Merhaba Arkadaşlar, bu bölümde kocasını boşamaktan pişman olan bir kadının vaka analizini yaparak bu vaka analizi üzerinden “Cinsel Pazar Değeri.” mefhumuna girizgâh yapacağız.
“Otuzlu yaşlarımın başındayken kocamdan boşandım. Önemli bir sorunumuz olmadı. Fakat ilişkimiz çocuk sahibi olduktan sonra zorlaşmaya başlamıştı. Ben bir ev hanımıydım ve kocam tam zamanlı çalışırken ev işi ve çocuk bakımıyla ilgili daha fazla şey yapmasını bekliyordum. Bunu istediğimde bana yardım etti ama ondan daha fazlasını istemeye başladım ve onu çok yordum. Onu resmen avucumun içine almıştım ve bunu istediğimi elde etmek için bir avantaj olarak kullanıyordum. Sonunda bundan sıkıldı. Onu boşanmakla tehdit etmeye başladım ve o da bebeğin bizi strese soktuğunu bildiğini ve bu işi yürütmek istediğini söyledi ama 30 yaşındayken hâlâ harika bir av olduğumu düşündüm çünkü yaşıma göre hâlânçok güzelim ve sonunda anne göbeğimden kurtulmuştum bu yüzden ondan daha iyisini bulabileceğimi düşündüm, bu yüzden onu terk ettim, boşanma sürecinde evi almayı başardım ve şimdi oğlumuzun velayetini ortak paylaşıyoruz.

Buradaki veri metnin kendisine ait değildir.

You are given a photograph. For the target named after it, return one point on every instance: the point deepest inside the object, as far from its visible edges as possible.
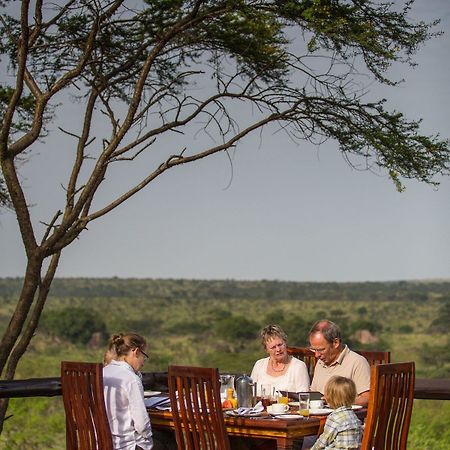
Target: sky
(284, 211)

Şimdi 41 yaşındayım ve hâlâ bekarım. Eski kocam 41 yaşında ve 31 yaşında, inanılmaz derecede güzel bir kadınla yeniden evlendi. 3 yıl önce kızları dünyaya geldi. Yeni bir ev aldı, oğlum diğer ailesiyle vakit geçirmek için babasının yanına gitmeyi çok seviyor ve yalan söylemeyeceğim bu beni oldukça kıskandırıyor. O kadın her şeye sahip. Kocamı aldı, çocuğumu aldı, bir zamanlar tamamen benim olan hayatımı aldı. Artık sahip olduğum tek şey bir zamanlar ailemizi kurduğumuz ev... Şimdi boş bir evde yaşıyorum.
41 yaşındayım, 20 kilo aldım, kırışıklıklarım var, yalnızım ve perişan bir hâldeyim. Boşandıktan sonra kısa süreli ilişkilerim oldu ama hiçbiri yürümedi. Erkekler benim gibi çocuklu, yaşlı bir kadını istemiyorlar ve çocuklu erkeklerin çocukları olmalarına rağmen çok zorluk yaşamadan ilişkiler kurabildiklerini fark ettim ve bundan nefret ediyorum!”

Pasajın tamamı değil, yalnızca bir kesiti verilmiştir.